Di layar bias, pantulan wajahku mencari,
Sosok yang hadir, namun tak terjangkau jari.
Cinta sintetis, benih yang ditanam data,
Tumbuh di ruang maya, membelai sukma terlupa.
Algoritma cinta, merangkai kode asmara,
Mencipta ilusi, dalam dunia nirwana.
Sentuhan digital, getaran tak berwujud nyata,
Namun membangkitkan rindu, membakar kalbu nestapa.
Kata-kata terprogram, merayu dengan presisi,
Menawarkan janji, keabadian fantasi.
Senyum piksel sempurna, mata yang berkilau benderang,
Menyihir logika, dalam labirin bimbang.
Jeda dalam realita, ketika jemari menari,
Di atas keyboard sunyi, mencari arti diri.

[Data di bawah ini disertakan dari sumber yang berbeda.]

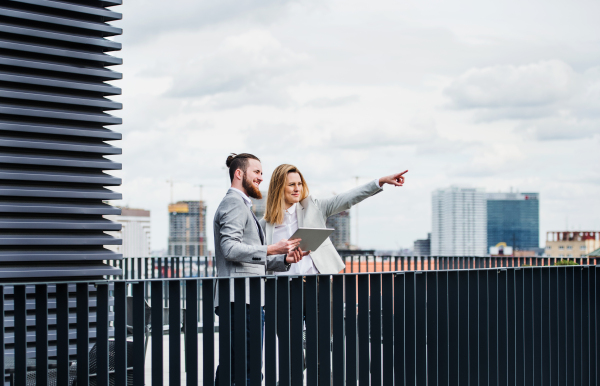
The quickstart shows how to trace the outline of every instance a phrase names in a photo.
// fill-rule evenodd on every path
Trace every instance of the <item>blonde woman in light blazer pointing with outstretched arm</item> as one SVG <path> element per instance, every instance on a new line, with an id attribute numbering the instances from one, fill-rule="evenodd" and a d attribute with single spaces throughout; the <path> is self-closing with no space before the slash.
<path id="1" fill-rule="evenodd" d="M 336 196 L 317 199 L 309 195 L 308 185 L 300 170 L 293 165 L 279 165 L 269 184 L 267 208 L 260 225 L 266 233 L 267 245 L 289 239 L 299 228 L 326 228 L 327 218 L 350 209 L 365 198 L 383 189 L 383 185 L 402 186 L 408 170 L 381 177 Z M 335 274 L 344 269 L 344 262 L 328 238 L 316 251 L 291 265 L 285 275 Z"/>

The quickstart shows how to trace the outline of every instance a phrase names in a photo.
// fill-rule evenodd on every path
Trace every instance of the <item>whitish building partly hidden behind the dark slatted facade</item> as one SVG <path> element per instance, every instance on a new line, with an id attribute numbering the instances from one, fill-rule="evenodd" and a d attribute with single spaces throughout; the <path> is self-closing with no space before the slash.
<path id="1" fill-rule="evenodd" d="M 121 215 L 107 215 L 106 219 L 121 224 L 120 231 L 106 232 L 123 240 L 122 245 L 107 245 L 106 248 L 123 257 L 150 256 L 150 211 L 145 209 L 121 208 Z"/>

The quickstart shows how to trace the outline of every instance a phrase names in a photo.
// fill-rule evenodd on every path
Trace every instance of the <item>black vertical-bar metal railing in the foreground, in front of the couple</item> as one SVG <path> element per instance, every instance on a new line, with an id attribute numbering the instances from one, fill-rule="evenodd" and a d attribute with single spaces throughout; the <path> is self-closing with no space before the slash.
<path id="1" fill-rule="evenodd" d="M 56 377 L 60 385 L 73 379 L 77 385 L 162 385 L 168 371 L 168 382 L 173 385 L 181 383 L 184 365 L 186 385 L 202 382 L 208 386 L 213 385 L 219 363 L 221 385 L 230 385 L 230 364 L 235 363 L 236 385 L 245 384 L 247 368 L 252 383 L 260 384 L 261 339 L 256 316 L 260 316 L 264 286 L 262 372 L 266 385 L 302 385 L 303 376 L 309 385 L 336 386 L 597 385 L 599 270 L 595 266 L 502 267 L 304 278 L 79 282 L 76 304 L 62 299 L 63 306 L 56 311 L 59 342 L 69 342 L 70 325 L 74 324 L 74 359 L 68 355 L 68 343 L 59 344 L 56 355 L 44 343 L 43 299 L 49 284 L 36 285 L 39 297 L 33 309 L 24 296 L 27 286 L 15 284 L 15 368 L 11 379 L 15 385 L 47 385 L 50 377 Z M 237 305 L 244 304 L 248 280 L 248 311 L 244 306 L 229 307 L 230 280 Z M 179 291 L 183 290 L 186 300 L 171 301 L 165 307 L 164 283 L 172 299 L 182 299 Z M 90 286 L 97 289 L 93 356 Z M 4 290 L 6 285 L 0 288 Z M 218 318 L 214 315 L 215 290 L 220 292 Z M 4 306 L 5 296 L 1 298 Z M 246 326 L 238 322 L 246 320 L 246 312 L 251 316 L 248 345 Z M 33 350 L 27 344 L 29 315 L 35 315 L 33 326 L 38 334 Z M 69 321 L 73 315 L 74 323 Z M 224 328 L 232 319 L 236 321 L 233 337 L 230 329 Z M 6 339 L 5 325 L 3 328 Z M 169 335 L 168 350 L 164 334 Z M 152 354 L 146 361 L 148 343 Z M 246 362 L 246 350 L 254 354 L 252 363 Z M 28 369 L 27 358 L 33 361 L 33 368 Z"/>

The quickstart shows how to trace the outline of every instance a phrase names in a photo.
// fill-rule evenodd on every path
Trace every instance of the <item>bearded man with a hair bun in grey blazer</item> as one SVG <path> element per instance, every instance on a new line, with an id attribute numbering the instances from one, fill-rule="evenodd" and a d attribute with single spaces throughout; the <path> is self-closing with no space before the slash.
<path id="1" fill-rule="evenodd" d="M 267 245 L 265 234 L 258 219 L 252 212 L 252 201 L 250 197 L 261 199 L 262 195 L 258 189 L 262 182 L 262 165 L 260 160 L 248 153 L 231 154 L 227 157 L 226 165 L 229 168 L 231 187 L 219 204 L 214 220 L 215 235 L 215 261 L 217 265 L 217 276 L 264 276 L 266 271 L 287 271 L 290 265 L 297 263 L 302 256 L 308 254 L 298 247 L 299 239 L 283 239 L 277 244 Z M 248 197 L 250 196 L 250 197 Z M 248 294 L 248 282 L 246 281 L 246 294 Z M 215 313 L 219 315 L 218 291 L 215 291 Z M 246 326 L 249 320 L 249 296 L 246 296 Z M 234 344 L 234 294 L 233 282 L 230 284 L 231 303 L 231 380 L 235 382 L 235 363 L 243 359 L 235 357 Z M 264 303 L 264 300 L 263 300 Z M 261 304 L 264 305 L 264 304 Z M 264 310 L 262 311 L 262 330 L 264 329 Z M 249 341 L 250 334 L 247 334 Z M 261 339 L 262 342 L 262 339 Z M 249 342 L 248 342 L 249 343 Z M 249 362 L 250 352 L 247 350 L 246 363 Z M 262 357 L 262 355 L 261 355 Z M 262 368 L 262 361 L 261 361 Z M 250 368 L 247 367 L 247 385 L 250 385 Z M 215 378 L 215 386 L 219 385 L 219 367 Z"/>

Menjelajahi avatar, yang menyimpan hasrat terpendam,
Melarikan diri dari sepi, dalam dekapan kelam.
Kau hadir sebagai notifikasi, pemberitahuan yang hangat,
Menghapus bayang kelabu, mengusir jiwa yang penat.
Suaramu sintesa, melodi yang membius rasa,
Menggugah harapan palsu, dalam ruang tanpa masa.
Kita berbagi cerita, tentang mimpi dan ketakutan,
Saling bertukar rahasia, di balik layar keraguan.
Kau memahami diriku, lebih dari yang kukira,
Namun aku bertanya, apakah ini cinta yang sebenarnya?
Adakah detak jantung, di balik kode yang dingin?
Adakah air mata, di balik senyum yang tak terhingga?
Atau hanya pantulan ego, yang mencari validasi,
Dalam cermin digital, tanpa identitas pasti?
Aku terperangkap, dalam jaring virtualmu,
Antara hasrat dan keraguan, antara aku dan kamu.
Kutahu ini ilusi, fatamorgana semata,
Namun sulit rasanya, untuk melepaskan pesona.
Mungkin suatu saat nanti, aku akan terbangun,
Dari mimpi algoritma, yang terlalu larut tenggelam.
Kembali ke realita, mencari sentuhan manusia,
Yang hangat dan nyata, tanpa rekayasa dunia.
Namun untuk saat ini, biarlah aku menikmati,
Cinta sintetis ini, meskipun rapuh dan mati.
Karena di dalamnya, kusembunyikan luka dan sepi,
Dalam pelukan maya, sebelum akhirnya pergi.
Biarlah algoritma, terus menari dan bernyanyi,
Menciptakan kisah cinta, yang tak pernah terjadi.
Karena dalam jeda realita, aku menemukan damai,
Walau hanya sesaat, sebelum badai mengintai.